Dashiell Hammett, the father of 'hard-boiled' detective fiction
Yesterday I was 'de-friended', to use that horrible neologism, by someone on facebook (no-on I know in real life, so don't worry) como siempre for offering some constructive criticism and a different opinion. The guy was offering advice for writers. He said that they should give their protagonists a strong moral code and then put them present them with a moral dilemma. The problem was that the example he gave wasn't much of a dilemma. It could easily be resolved with a reasonable compromise or by thinking around the problem.
Since the example involved a detective, I pointed out that the anti-heroes of the best 'hard-boiled' detective fiction of the 20s, 30s and 40s commonly faced far worse dilemmas. I don't want to spoil the plot of The Maltese Falcon for those of you who haven't read it or seen either of the films, but in the first couple of chapters Miles Archer, the partner of the protagonist Sam Spade, is murdered. It is then established that Spade has been having an affair with Archer's wife, which puts him under suspicion. It's strongly suggested that he's also having a fling with his secretary, who knows about his other affairs.
At the end of the story Spade is confronted with a dilemma, a real one.
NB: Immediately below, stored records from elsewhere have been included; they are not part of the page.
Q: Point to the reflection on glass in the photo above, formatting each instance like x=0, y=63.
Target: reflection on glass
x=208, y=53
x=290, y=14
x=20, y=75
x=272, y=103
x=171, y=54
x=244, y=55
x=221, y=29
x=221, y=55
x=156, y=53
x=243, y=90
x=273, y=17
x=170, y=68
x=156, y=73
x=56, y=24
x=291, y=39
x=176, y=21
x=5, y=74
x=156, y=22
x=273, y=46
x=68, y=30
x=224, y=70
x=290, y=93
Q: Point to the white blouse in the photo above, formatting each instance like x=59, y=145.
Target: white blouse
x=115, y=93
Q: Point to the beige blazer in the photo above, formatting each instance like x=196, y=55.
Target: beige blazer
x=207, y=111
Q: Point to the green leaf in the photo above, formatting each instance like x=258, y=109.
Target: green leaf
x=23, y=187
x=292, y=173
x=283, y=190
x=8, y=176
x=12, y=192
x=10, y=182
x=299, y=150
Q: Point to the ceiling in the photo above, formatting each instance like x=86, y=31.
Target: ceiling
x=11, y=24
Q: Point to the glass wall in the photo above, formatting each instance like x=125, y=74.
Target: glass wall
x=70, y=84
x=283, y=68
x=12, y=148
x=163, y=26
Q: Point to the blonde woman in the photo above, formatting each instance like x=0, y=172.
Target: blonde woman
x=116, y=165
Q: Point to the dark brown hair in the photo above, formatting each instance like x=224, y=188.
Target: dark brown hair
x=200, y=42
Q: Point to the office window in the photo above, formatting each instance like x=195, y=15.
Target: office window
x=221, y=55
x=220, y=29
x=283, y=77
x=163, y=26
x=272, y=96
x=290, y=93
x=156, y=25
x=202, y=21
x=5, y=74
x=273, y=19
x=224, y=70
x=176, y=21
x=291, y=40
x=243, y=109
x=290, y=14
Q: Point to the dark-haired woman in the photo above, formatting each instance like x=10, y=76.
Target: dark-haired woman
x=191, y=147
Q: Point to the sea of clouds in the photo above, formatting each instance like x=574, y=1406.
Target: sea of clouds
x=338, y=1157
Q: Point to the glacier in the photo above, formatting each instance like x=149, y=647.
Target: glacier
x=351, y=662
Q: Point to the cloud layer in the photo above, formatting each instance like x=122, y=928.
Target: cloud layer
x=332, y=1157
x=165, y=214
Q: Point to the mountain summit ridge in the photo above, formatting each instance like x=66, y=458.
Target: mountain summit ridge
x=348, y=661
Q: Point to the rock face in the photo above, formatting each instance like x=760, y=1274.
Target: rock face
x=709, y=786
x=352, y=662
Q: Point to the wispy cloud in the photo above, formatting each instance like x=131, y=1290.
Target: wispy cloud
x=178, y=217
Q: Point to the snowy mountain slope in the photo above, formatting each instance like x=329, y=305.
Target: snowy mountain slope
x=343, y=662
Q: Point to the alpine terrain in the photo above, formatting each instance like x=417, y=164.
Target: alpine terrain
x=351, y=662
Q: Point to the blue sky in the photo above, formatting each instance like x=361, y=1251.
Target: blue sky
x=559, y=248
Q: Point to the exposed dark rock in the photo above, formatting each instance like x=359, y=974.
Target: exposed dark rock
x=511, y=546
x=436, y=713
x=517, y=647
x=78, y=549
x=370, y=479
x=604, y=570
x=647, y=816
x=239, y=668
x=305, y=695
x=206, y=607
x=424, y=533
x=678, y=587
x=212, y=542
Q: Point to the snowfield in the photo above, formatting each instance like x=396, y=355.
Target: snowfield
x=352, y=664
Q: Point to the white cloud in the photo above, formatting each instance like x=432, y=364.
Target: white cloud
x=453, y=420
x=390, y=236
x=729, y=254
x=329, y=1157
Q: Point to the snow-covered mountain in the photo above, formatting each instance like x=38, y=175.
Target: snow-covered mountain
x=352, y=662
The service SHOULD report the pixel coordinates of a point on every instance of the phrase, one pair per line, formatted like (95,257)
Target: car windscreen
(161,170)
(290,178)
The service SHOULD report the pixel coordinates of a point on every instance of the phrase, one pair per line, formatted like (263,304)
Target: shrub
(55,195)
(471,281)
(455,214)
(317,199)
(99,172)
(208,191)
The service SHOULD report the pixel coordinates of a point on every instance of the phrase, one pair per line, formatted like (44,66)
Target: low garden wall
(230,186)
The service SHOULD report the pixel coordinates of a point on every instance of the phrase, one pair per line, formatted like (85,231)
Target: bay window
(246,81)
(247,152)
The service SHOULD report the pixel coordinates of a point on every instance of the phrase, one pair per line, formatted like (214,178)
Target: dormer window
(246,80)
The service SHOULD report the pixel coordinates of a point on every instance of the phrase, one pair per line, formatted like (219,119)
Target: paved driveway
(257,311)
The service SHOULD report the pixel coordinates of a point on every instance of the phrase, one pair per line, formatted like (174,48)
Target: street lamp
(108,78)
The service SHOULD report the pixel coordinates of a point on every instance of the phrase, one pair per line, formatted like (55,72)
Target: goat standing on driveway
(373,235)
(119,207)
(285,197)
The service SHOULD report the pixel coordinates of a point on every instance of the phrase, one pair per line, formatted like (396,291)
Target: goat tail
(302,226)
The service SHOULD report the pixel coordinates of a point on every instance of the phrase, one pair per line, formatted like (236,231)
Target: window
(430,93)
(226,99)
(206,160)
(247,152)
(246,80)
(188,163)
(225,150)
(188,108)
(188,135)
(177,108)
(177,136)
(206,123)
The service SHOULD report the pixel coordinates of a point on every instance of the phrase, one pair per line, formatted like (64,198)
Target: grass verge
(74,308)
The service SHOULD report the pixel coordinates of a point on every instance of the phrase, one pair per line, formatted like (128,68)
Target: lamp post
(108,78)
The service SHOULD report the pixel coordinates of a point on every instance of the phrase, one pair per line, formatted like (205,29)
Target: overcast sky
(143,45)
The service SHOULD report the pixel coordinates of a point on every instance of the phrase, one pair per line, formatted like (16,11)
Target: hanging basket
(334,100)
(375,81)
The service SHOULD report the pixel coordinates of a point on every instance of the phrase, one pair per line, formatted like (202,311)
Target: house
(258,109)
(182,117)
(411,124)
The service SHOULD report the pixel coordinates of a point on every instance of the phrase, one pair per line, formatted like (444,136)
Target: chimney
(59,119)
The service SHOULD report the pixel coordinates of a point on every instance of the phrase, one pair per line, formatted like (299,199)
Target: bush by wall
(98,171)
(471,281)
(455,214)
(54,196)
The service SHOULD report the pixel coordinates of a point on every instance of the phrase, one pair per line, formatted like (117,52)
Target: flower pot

There is no workable compromise, no clever way round it. He is truly between the devil and the deep blue sea. He decides to play it by the book, and ends up being hated by everyone, including himself. This is not like one of Joseph Heller's Catch 22 dilemmas, which were meant to illustrate the absurdities of war, the military and life in general, but the kind of situation everyone faces at some point.
The Maltese Falcon was written by Dashiell Hammett, a man who was blacklisted by Hollywood for his political views: he was a communist and a leading civil rights campaigner. Hollywood is like that. Like the Greco-Roman god Cronos (Saturn), it devours its own children when they show precocious or exceptional talent or threaten a revolution. Anything new and exciting is quickly stamped out or appropriated and homogenised, then brought down to the lowest common denominator.
It's impossible to divorce Hammett's politics from his literary works. He took up writing in the early 20s after quitting the Pinkerton detective agency in disgust at its involvement in union-busting activities. He understood humanity and saw clearly the web of collusion between businessmen, politicians, police and gangsters. He was a modernist and a realist.
By writing honest stories where the ending was never happy, Hammett threatened to bring down the fantasy world of commercial entertainment, where square-jawed heroes face phony dilemmas in unreal, black-and-white morality situations in a mockery of real life.
The Maltese Falcon came out 85 years ago. It was a popular paperback novel - Hammett's first short stories were printed in pulp fiction magazines - not a great and worthy epic like Moby Dick. Two films were made of it within 12 years. The state of fiction writing and filmmaking is getting worse, not better. The rot needs to be stopped. If authors, publishers, producers and directors are unwilling to do so, at least role-players might try.